What GEMA cannot control however, is the fact that Grooveshark can in fact be “unblocked” using certain proxies, like the “Grooveshark Germany Unlocker” available for download at chip.de. Proxies like these give users an artificial foreign IP address, which provides access to still available sites like Grooveshark in the US or Britain. Grooveshark is currently being sued by “all major recording companies” in the United States.
Germany, however, is not alone in new changes that are starting to affect music streaming. The highly provocative SOPA (Stop Online Piracy Act) law is now being considered by the US congress. If passed, the law could have devastating effects for music lovers all over the world.

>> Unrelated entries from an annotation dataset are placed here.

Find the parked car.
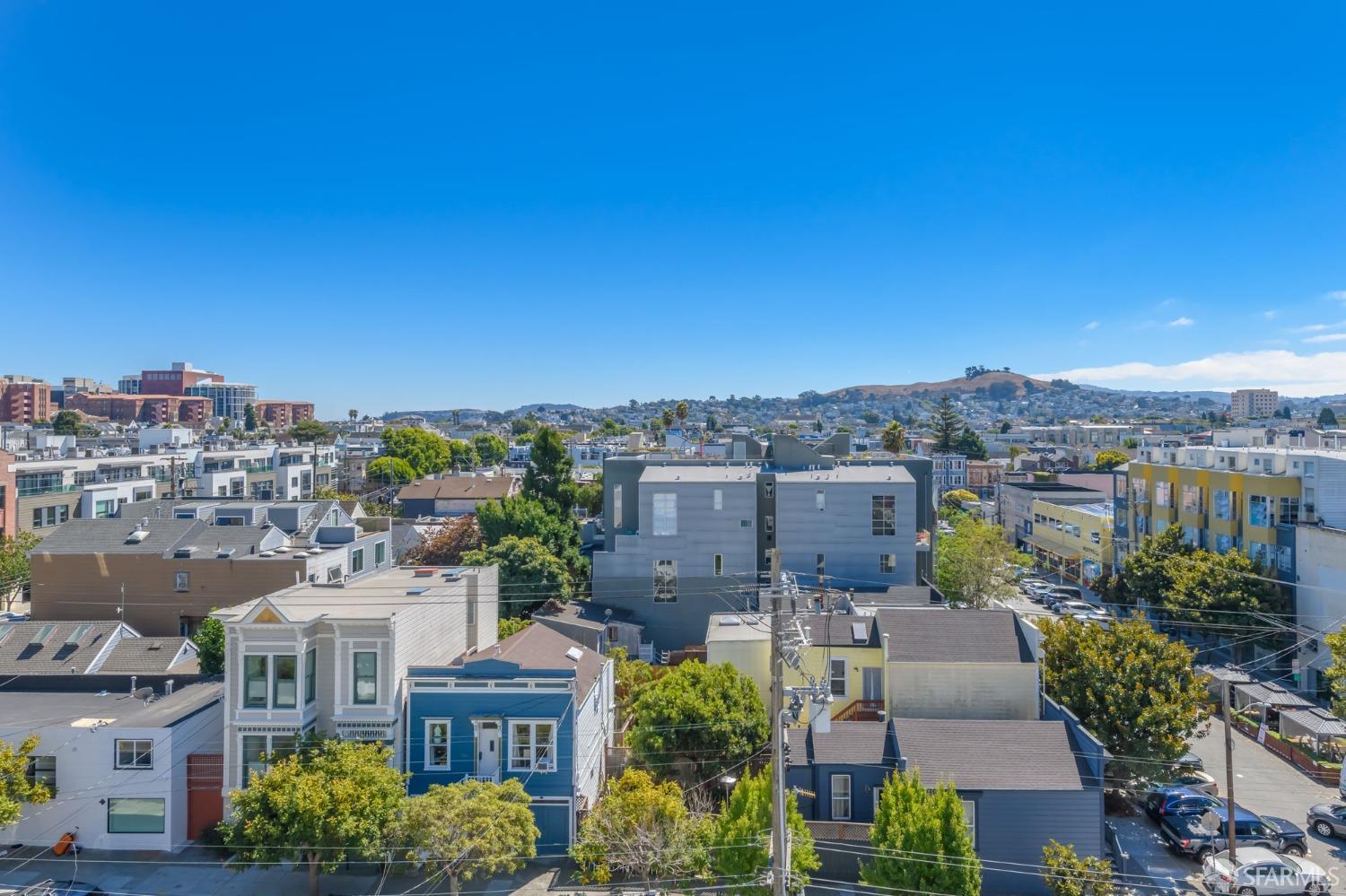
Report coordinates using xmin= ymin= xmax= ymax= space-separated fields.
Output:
xmin=1146 ymin=786 xmax=1224 ymax=821
xmin=1306 ymin=804 xmax=1346 ymax=837
xmin=1201 ymin=847 xmax=1332 ymax=896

SOPA was written by U.S. representative Lamar S. Smith of Texas and would allow music streaming sites offering “copyrighted intellectual property and counterfeit goods” to the public in form of music to be blocked or even blocked from search engine results completely. This would put the law in the hands of the companies who believe their products have been stolen and given out for “free” on the internet. By now it´s no secret that sites like Wikipedia and WordPress “went dark” on January 18th, uncannily the same day that Grooveshark ceased its functionality in Germany.
Proponents of the law, like the Recording Industry of America, argue that it protects American jobs, intellectual property and strengthens protection against foreign websites. On the other side, those who oppose the law—including companies like Google and Wikipedia—say it is a violation of free speech and poorly written. But how could the law affect everyone and not just Americans?

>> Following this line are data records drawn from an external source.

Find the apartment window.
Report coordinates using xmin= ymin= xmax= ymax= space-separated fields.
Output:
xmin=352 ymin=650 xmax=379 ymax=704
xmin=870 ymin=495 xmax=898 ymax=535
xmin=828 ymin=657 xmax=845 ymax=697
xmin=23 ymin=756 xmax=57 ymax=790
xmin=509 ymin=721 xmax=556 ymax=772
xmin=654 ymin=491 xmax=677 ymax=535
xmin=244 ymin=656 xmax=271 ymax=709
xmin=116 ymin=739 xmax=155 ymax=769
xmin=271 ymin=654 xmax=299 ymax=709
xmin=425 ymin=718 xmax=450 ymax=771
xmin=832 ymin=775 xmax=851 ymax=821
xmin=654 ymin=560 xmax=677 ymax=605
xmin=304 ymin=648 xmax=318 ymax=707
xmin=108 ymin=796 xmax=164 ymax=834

“YouTube would just go dark immediately,” said Google´s public policy director at a conference in December. “It couldn´t function.” The majority of original YouTube music videos in Germany are blocked due to copyright restrictions by GEMA.
“The search engines did not break any law, so I don´t understand why they should be shut down because they never provided the users with any downloading services.” says Yina Wu, a first-year International Politics and History student at Jacobs University. “Also, such shut-down of the search engines would actually incite users to try to download the music just because they are not able to listen online.”
But not all hope is lost. On January 20th, the bill was officially “postponed” by congress.